Afterwards I consulted a database to discover which newspaper had used inflammatory language in this shameful and probably illegal way. Nothing came up, so I rang the Foreign Office news department, which promised to get back with an answer. Five minutes later, to my surprise, MacShane himself came on the line. When I asked about the 'murderous horde', MacShane became vague, changing the subject by citing other stories, one by the Sun journalist George Pascoe-Watson and another by Ed Heathcoat Amory in the Daily Mail, which he alleged to be false. I informed MacShane that I would warn these journalists that he was blackening their reputations behind their backs, then continued to press him about his 'murderous horde'. MacShane started to wriggle, eventually denying that he had ever used the phrase. 'I never said it,' he insisted.

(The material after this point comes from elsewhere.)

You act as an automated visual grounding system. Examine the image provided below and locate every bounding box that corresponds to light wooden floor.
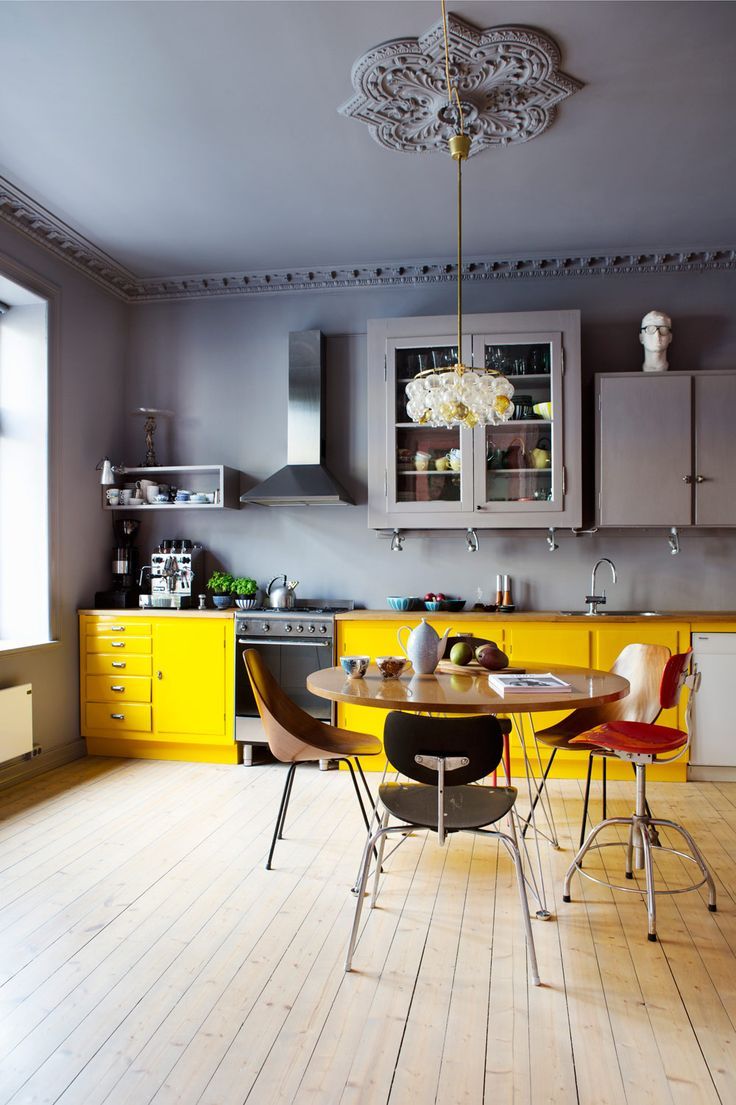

Once our conversation was over, I listened again to a tape of MacShane's Today programme interview. This is what he said: 'You remember in the winter there was all this hysteria about people from Poland and Hungary coming into the country. They were described in one of our papers as a murderous horde — a murderous horde. These are nurses and hospital workers from Poland. They are European citizens. They are paying taxes here. When is somebody going to stand up to that kind of language?'

Millions of people were listening to that Today programme interview. They heard a senior government minister make a charge of extreme gravity. He repeated it twice. Listeners were entitled to assume that he was telling the truth. In fact he had made up the quote. Government ministers nowadays talk a great deal about the need to recapture public trust in politics. But they themselves feel free to smear their opponents and distort the truth. It is a horrible way of conducting public debate. In their different ways David Miliband and Denis MacShane are bringing democratic politics into contempt.